Partner Edward Grange commented on the cases of Giese v Government of the USA  EWHC 1480 (Admin),  4 W.L.R. 103, DC in Criminal Law Week.
Ousley J, in Hamburg Public Prosecutor’s Office (a German Judicial Authority) v Altun  EWHC 397 (Admin), unreported, 2 March 2011, DC, should not be taken as having sought to lay down a principle (albeit obiter) that, if a requesting state could have deployed evidence successfully to secure extradition at the first attempt, but failed to do so, it is an abuse of process to do so in a second set of proceedings. A mechanistic approach to abuse is inappropriate.
The key to cases where it is said that the requesting state failed in the first set of proceedings such that the second set are an abuse of process is to make a broad, merits-based judgment that takes account of the public and private interests involved, the facts of the case and the fact that there is no doctrine of res judicata or issue estoppel in extradition proceedings. There are likely to be few instances where a requested person fails to substantiate a bar to extradition under the Extradition Act 2003 (CLW/03/43/16) but can succeed in an abuse argument. Here, there was no abuse where initial extradition proceedings, ending in a failed appeal by the respondent, were unsuccessful because of inadequate assurances (CLW/16/02/7), where a subsequent attempt to reopen the appeal, without obtaining amended assurances, failed, and where further, adequate assurances were then obtained and a fresh request to extradite made. The offences for which the appellant was wanted were serious, there was no question of any bad faith on the part of the respondent in bringing the fresh set of proceedings and there would be no unfairness to the appellant in allowing them to proceed.
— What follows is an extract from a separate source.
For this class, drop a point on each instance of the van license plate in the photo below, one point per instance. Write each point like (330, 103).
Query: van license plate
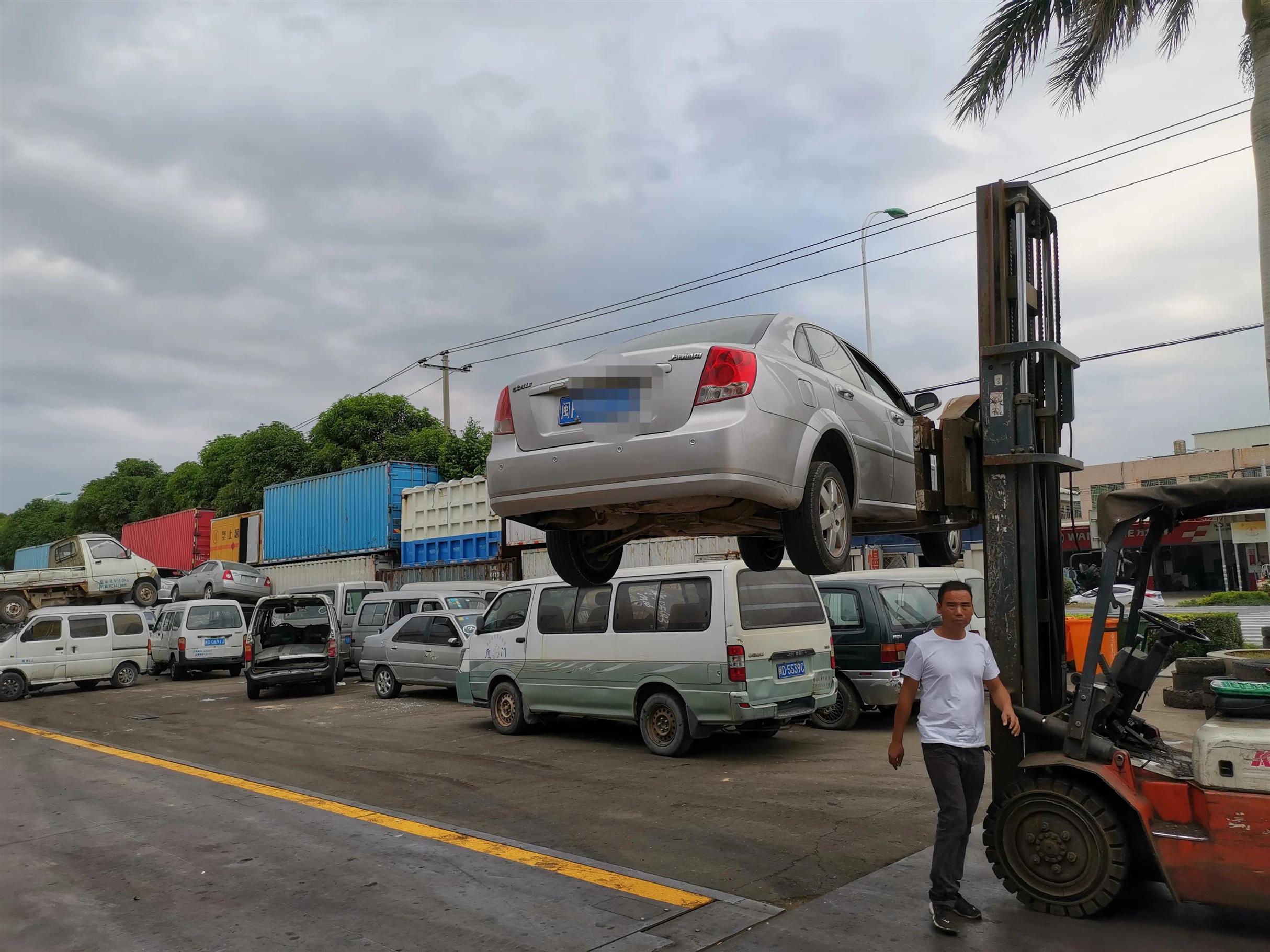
(790, 669)
(568, 411)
The respondent’s unsuccessful application to reopen the appeal did not provide an answer to whether a further request with further assurances would amount to an abuse of process.
Edward Grange commented:
“At first blush, this judgment appears harsh, particularly so when it is borne in mind that this was the fourth judgment of the court in this matter; Mr Giese having been successful on the previous three occasions. However, this was not an attempt by the government of the United States to re-litigate issues that had been ruled against them in the past. Indeed, it was acknowledged that the US government had not ignored the previous three decisions; to the contrary they had recognised them and provided further assurances to seek to satisfy the court.
“The fact that the court found there to be no bad faith on the part of the US government and, notwithstanding the principle that there should be finality in extradition proceedings, the absence of a doctrine of res judicata or issue estoppel in extradition proceedings were impediments to this appeal succeeding. That is not to say that repetitive attempts to extradite could never be considered to be an abuse of process but, in order for a case to succeed, there would have to be an element of bad faith and the offence would have to be towards the bottom-end of the scale of gravity.”